Lisney and others also criticised the decision to put the information stalls, most of which raised awareness of disability rights and disability arts, inside the Royal Festival Hall, so they were not visible to passing members of the public outside.
But disability rights activist Barbara Lisicki said she had been in favour of moving Liberty to the new venue, as Trafalgar Square was “a difficult space to work in” and the “sound quality was always terrible”.
She said: “I like the South Bank for its vibrancy, there is always a lot going on here. I like the idea of being in the heart of the arts.”
But she said that, although there was “lots of passing trade” on the South Bank, disabled people were “getting lost” because the various parts of the festival were “too far apart”.
The disabled actor and director Garry Robson, artistic director of Fittings Multimedia Arts, said the facilities – such as the backstage areas – were better for the artists, and he welcomed being in the arts heartland of the South Bank.
But he said it had been hard for visitors to “graze” – sample the different artists – and the layout meant visitors failed to “get a sense of the festival as a whole”.
The disabled artist Ju Gosling aka ju90 said there was “better provision for the artists” on the South Bank but there were still “fundamental flaws”, particularly with the distance between the two hubs.

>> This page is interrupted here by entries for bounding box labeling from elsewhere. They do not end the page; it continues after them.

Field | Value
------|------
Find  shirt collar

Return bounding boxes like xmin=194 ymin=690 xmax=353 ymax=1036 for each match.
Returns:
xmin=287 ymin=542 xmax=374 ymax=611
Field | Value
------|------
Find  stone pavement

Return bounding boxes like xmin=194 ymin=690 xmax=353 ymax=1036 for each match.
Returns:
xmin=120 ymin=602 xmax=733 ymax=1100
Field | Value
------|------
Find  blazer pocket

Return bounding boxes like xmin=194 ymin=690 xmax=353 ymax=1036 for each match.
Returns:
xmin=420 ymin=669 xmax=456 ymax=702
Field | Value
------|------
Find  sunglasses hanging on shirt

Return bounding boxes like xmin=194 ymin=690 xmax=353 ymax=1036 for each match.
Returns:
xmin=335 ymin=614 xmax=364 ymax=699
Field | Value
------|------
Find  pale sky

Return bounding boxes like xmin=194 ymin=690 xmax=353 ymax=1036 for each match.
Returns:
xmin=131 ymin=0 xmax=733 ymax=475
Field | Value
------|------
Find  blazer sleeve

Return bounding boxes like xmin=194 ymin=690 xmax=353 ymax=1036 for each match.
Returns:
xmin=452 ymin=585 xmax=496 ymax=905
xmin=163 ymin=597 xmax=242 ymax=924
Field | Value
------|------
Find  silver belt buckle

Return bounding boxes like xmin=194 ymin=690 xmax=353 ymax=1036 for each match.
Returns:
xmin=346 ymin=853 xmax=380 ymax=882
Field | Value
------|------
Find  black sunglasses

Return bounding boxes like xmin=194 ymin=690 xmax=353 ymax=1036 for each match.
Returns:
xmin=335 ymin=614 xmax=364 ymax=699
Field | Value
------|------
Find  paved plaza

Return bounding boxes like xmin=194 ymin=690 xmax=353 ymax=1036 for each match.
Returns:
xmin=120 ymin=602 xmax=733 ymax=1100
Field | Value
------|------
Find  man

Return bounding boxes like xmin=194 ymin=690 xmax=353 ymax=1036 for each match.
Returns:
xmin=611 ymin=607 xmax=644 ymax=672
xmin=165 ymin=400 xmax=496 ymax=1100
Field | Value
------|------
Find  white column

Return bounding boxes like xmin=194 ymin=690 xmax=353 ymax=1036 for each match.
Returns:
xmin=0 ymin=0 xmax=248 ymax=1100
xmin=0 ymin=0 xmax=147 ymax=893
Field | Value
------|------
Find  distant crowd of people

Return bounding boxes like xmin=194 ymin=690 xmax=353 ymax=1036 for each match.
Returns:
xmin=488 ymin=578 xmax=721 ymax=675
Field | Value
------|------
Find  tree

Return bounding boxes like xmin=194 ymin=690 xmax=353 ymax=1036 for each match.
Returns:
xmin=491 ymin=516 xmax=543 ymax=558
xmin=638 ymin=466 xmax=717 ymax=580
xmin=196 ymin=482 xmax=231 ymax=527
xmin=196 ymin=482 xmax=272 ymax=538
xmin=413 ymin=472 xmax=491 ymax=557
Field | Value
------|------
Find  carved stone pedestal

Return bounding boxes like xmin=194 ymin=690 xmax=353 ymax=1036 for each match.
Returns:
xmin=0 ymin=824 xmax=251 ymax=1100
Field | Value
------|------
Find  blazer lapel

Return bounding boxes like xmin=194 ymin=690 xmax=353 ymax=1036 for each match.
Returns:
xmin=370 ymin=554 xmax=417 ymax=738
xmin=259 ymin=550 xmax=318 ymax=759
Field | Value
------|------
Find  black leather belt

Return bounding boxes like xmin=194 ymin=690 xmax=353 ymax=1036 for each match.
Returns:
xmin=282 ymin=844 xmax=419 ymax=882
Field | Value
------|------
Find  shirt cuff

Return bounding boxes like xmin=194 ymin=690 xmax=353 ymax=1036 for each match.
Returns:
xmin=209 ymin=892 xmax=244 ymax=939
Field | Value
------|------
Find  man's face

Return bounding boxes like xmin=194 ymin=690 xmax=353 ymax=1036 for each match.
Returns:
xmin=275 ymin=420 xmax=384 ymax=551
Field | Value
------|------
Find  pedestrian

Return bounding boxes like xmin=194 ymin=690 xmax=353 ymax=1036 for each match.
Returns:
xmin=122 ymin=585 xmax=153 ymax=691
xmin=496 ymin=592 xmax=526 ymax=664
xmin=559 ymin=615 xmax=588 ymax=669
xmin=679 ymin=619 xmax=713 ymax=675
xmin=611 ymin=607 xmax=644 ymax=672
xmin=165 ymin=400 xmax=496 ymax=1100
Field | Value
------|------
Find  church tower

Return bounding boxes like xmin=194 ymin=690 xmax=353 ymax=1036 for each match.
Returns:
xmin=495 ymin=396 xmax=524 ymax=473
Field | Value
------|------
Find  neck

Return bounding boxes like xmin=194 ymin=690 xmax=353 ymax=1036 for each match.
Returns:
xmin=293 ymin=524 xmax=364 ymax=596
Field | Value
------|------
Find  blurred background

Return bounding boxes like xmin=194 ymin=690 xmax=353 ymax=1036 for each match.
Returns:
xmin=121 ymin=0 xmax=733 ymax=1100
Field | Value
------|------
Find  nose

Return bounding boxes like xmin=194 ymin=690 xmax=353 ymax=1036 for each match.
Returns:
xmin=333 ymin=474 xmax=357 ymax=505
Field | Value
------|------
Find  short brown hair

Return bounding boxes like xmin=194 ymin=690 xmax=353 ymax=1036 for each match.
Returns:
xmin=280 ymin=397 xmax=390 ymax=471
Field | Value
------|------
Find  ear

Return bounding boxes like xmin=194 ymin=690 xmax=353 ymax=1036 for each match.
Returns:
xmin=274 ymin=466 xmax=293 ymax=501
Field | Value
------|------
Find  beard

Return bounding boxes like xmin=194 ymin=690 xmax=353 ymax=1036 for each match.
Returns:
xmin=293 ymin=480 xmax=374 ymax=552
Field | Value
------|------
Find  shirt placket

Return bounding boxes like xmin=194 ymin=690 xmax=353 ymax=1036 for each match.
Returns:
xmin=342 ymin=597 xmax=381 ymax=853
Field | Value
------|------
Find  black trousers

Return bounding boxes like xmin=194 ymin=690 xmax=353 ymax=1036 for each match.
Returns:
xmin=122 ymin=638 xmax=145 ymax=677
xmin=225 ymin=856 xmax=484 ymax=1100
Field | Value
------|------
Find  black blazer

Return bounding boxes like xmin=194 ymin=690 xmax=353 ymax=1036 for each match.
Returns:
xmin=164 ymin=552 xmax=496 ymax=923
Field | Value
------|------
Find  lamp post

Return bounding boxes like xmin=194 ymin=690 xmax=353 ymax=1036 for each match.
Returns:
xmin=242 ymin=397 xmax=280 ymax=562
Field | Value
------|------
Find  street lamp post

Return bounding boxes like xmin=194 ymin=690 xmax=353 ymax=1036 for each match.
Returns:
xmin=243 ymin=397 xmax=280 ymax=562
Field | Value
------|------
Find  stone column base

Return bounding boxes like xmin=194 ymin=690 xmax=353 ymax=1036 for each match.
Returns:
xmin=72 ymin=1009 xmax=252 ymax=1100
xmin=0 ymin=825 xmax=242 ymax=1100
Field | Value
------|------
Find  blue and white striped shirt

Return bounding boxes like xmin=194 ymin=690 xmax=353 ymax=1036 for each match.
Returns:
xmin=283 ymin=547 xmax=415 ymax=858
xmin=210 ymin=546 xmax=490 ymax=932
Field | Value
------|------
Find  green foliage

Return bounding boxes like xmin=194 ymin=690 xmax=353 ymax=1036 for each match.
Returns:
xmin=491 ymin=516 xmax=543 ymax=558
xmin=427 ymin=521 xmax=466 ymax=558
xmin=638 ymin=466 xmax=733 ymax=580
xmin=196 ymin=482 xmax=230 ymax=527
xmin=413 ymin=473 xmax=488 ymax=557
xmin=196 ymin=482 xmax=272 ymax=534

She said: “I would never come here again without a PA because fighting through the crowds is a nightmare.”
She said Trafalgar Square was an “iconic outdoor space” and having Liberty there shows that “your community is being acknowledged”.
She said Liberty in Trafalgar Square had always been much more about London’s mayor “supporting disability rights and disability equality”, rather than being “just another arts festival”.
Brian Oakaby, a senior officer with the mayor’s events team, said this year’s Liberty had been “extraordinary”, while there had been “an amazing response to some amazing work” at one of London’s “premier cultural hubs”, and added: “There has been a real buzz and vibrancy and sense of enjoyment.”
He said: “When you do something that is new and different you never know exactly how it turns out.
“Clearly, today is a great opportunity to experience a festival like this in a new space. Should it come back here? We don’t know. At the moment we have to evaluate the whole thing.”
He said it was not clear yet whether Trafalgar Square would be available in the first week of September in 2012 as it will be used as a “live site” – with a screen showing live television coverage of the games – for the 2012 Olympics and Paralympics.
He warned that the mayor had yet to decide whether Liberty would take place next year, although he may stage a disability arts festival as part of the seven-week outdoor arts festival taking place through next summer as part of the 2012 celebrations.
He said: “We may look to stage something like Liberty as part of that festival. The plans are not yet finalised.”